In a subacute repeated dose toxicity study (BASF, 2010) 10 male Wistar rats per dose were exposed to a respirable dust aerosol

of Na2H2EDTA (CAS 139 -33 -3) for 6 hours per day for 5 consecutive days at concentrations of 0, 30, 300, 1000 mg/m³ air (also see capter 7.5). Exposure in the high dose group (1000 mg/m3) was for one day only due to mortality observed. Inhalation exposure to 1000 mg/m³ disodium EDTA for 6 hours caused lethality in 6 out of 20 male rats. Histological examination of the lung of the dead rats revealed congestion, edema, multifocal hemorraghes and inflammatory cell infiltrates. Inhalation exposure of rats to disodium EDTA for 6 hours per day, 5 consecutive days cause concentration dependant lesions in the larynx and lungs that were fully reversible within 14 days. Due to histopahological changes in the low dose group a no observed effect level could not be determined. The LOAEC was considered to be 30 mg/m³ air.

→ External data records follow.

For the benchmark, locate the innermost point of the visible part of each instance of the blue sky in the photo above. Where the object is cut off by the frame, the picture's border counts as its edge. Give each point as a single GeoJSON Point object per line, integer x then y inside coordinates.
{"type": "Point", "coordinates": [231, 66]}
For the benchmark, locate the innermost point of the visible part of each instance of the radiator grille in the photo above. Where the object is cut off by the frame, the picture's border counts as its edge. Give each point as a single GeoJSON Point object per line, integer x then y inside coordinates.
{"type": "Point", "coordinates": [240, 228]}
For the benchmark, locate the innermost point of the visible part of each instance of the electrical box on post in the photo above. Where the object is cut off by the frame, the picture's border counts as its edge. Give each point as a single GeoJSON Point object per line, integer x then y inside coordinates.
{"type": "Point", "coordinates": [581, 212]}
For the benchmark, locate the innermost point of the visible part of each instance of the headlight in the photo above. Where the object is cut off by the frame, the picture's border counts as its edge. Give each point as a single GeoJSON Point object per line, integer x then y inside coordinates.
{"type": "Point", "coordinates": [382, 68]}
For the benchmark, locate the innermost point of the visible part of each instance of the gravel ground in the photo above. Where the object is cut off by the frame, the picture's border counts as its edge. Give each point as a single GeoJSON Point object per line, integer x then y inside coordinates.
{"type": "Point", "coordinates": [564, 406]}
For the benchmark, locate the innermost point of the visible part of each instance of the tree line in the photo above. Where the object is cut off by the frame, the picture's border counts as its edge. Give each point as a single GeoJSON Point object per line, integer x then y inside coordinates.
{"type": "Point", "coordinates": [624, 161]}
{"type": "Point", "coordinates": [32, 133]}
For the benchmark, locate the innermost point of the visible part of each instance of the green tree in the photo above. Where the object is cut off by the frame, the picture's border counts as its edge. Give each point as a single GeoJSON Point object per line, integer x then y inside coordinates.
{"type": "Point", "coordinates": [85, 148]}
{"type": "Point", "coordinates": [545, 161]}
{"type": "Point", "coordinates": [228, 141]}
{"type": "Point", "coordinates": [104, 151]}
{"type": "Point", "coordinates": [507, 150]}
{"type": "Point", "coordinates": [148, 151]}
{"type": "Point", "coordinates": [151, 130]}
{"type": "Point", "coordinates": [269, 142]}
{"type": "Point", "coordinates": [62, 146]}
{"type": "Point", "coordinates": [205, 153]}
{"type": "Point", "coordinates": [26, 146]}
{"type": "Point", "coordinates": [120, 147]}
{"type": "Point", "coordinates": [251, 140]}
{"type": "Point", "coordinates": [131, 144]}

Justification for classification or non-classification

Classification, Labelling, and Packaging Regulation (EC) No 1272/2008 

The available experimental test data are reliable and suitable for classification purposes under Regulation (EC) No 1272/2008. The oral LD50 was 1780 mg/kg bw. As a result the substance is classified for acute oral toxicity (Cat.4, H302:" Harmful if swallowed") under Regulation (EC) No 1272/2008, as amended for the ninth time in Regulation (EU) No 2016/1179.

Based on the results of a repeated dose toxicity study (5 consecutive days, see chap. 7.5.3) a classification for acute inhalation toxicity (Cat. 4; H332:"Harmful if inhaled") is done under Regulation (EC) No 1272/2008, as amended for the ninth time in Regulation (EU) No 2016/1179.